Cefiderocol could be an effective new antibiotic…but we are not there yet – expert comment
26 October 2018London School of Hygiene & Tropical Medicine London School of Hygiene & Tropical Medicine https://lshtm.ac.uk/themes/custom/lshtm/images/lshtm-logo-black.png
A study in The Lancet Infectious Diseases has found a new investigational antibiotic is effective against drug-resistant bacteria in a phase 2 trial.
The findings suggest that Cefiderocol, described by the authors as ‘acting as a Trojan horse’, is as effective as the current standard-of-care antibiotic for the treatment of complicated urinary tract infections (UTIs) caused by several multidrug resistant Gram-negative bacteria.
How exciting is this development in the fight against antibiotic resistance? And how does the drug work?

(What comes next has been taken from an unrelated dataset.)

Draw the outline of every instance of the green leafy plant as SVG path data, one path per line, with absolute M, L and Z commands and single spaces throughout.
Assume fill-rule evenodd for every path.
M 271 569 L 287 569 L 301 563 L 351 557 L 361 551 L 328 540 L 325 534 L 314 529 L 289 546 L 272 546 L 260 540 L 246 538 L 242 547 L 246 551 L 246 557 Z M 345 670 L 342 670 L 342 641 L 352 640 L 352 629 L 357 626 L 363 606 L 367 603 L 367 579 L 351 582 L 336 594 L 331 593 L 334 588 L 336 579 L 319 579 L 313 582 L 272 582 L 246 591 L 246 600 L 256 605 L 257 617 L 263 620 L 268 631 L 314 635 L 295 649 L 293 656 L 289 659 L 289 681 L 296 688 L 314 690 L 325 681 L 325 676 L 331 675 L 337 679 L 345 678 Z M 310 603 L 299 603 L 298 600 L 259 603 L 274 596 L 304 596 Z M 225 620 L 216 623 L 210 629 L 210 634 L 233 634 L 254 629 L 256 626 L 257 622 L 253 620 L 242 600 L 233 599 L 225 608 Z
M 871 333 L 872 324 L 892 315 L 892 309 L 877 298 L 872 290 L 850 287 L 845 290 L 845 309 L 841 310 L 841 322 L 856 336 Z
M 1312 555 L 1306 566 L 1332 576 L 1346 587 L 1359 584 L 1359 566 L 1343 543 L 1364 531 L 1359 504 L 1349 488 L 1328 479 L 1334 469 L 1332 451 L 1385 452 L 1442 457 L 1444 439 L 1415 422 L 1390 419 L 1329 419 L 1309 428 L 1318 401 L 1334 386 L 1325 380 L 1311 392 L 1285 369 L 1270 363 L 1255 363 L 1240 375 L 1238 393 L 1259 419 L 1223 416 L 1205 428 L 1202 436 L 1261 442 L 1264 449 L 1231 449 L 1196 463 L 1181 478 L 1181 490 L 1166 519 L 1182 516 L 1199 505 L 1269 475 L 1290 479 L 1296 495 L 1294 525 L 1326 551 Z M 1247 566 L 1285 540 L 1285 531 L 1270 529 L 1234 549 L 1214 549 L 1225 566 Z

Serge Mostowy, Professor of Cellular Microbiology at the London School of Hygiene & Tropical Medicine, said:
“Antibiotic resistance is one of the greatest global health challenges we face. Infections from enterobacteria, such pathogenic E. coli, are becoming harder and harder to treat. This important study offers hope for a new antibiotic that could potentially be an alternative to treating them, but we are not there yet.
“How cefiderocol kills bacteria is not new. From inside the bacterial cell the drug interferes with peptidoglycan, an important component of the bacterial cell wall. What is new is how the drug can enter the bacterial cell - highjacking a natural bacterial iron transport system. Exploiting this mechanism is a perfect example of modern medicine and should encourage novel research avenues aiming to fight antibiotic resistant infection.
“This is a phase 2 clinical trial and we await information on clinical improvement and treatment durability. However, it provides proof-of-principle for a novel method of therapeutic treatment, and will be of wider interest to researchers and physicians interested in future-antibiotics.”